The composition of the volatile flavour compounds of Suillellus luridus consists largely of linoleic acid, with smaller proportions of 1-butanol, 3-methyl-1-butanol, pentadecanoic acid, palmitic acid, linoleic acid methyl ester, and heptadecanoic acid. Pyrazine compounds might be responsible for the characteristic odour of the dried mushroom. The predominant sterol present in the fruit bodies is ergosterol, with smaller amounts of closely related derivative compounds. The main fatty acids of the mushroom include linoleic acid (53.4% of total fatty acids), oleic acid (24.1%), and palmitic acid (10.2%). Arginine is the free amino acid found in the highest concentration (96.9 μM per gram of dry weight), followed by glutamine (9.7) and alanine (8.2).
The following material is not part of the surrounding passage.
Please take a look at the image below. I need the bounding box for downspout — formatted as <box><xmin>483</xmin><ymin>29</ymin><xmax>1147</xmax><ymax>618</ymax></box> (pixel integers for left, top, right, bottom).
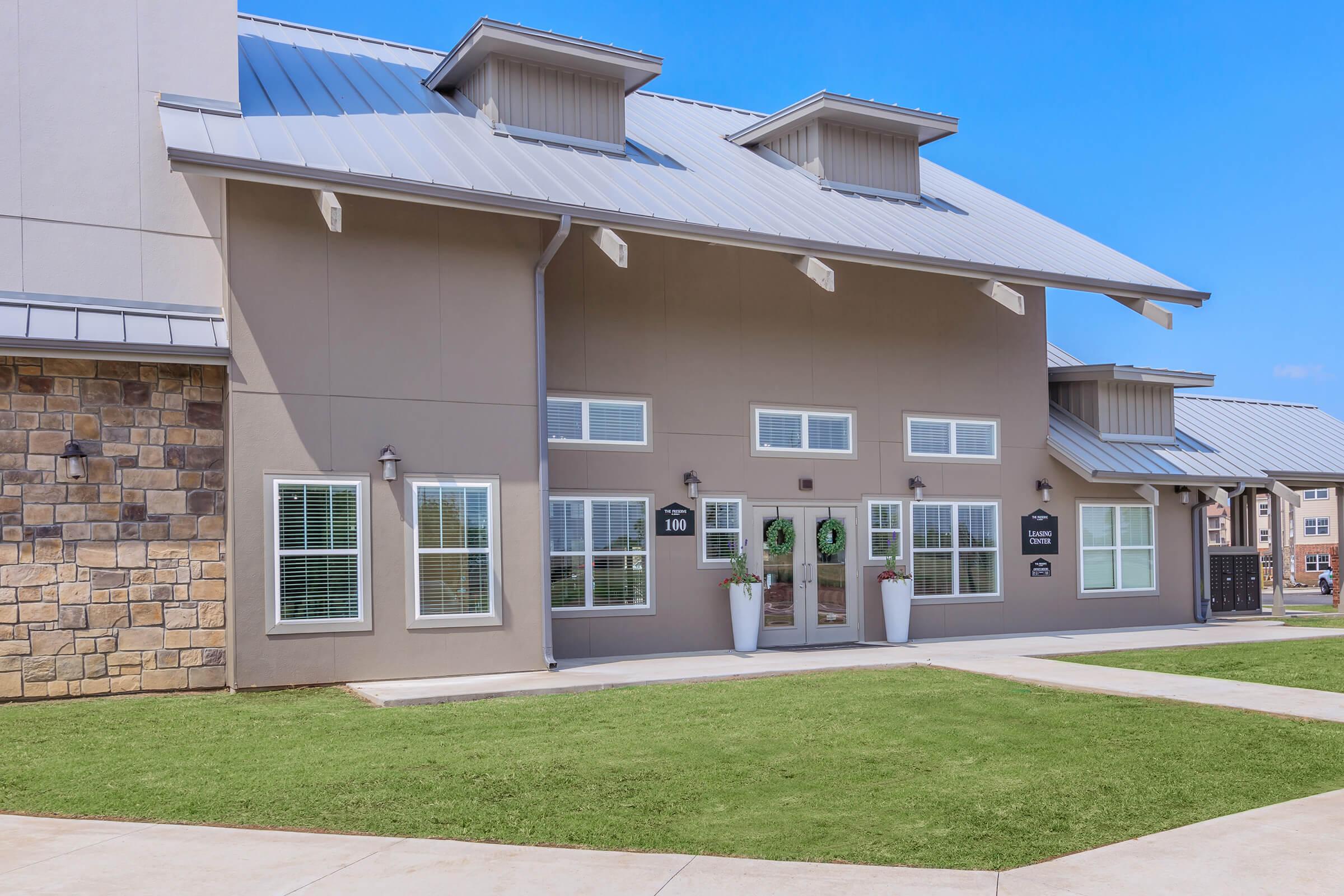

The carotenoid content of the fruit bodies differs substantially between the cap, the tubes, and the stem. The upper part of the cap, which contains 3.1 micrograms of carotenoid per gram (μg/g) fresh weight, has predominantly mutatochrome (47% of total carotenoids), 4-keto-α-carotene (40.2%), and δ-carotene (6.4%). The major carotenoids in the tubes (totaling 4.3 μg/g) include neurosporaxanthin (31.1%), auroxanthin (17.2%), 4-keto-α-carotene (17.1%), and rhodopin (15.8%). The stem (1.2 μg/g) contains primarily auroxanthin (32.5%), followed by 4-keto-α-carotene (19.9%), β-zeacarotene (18.5%), and rhodopin (11.4%). The colour change observed with tissue injury is caused by variegatic and xerocomic acids, both of which turn blue when oxidized enzymatically upon exposure to air.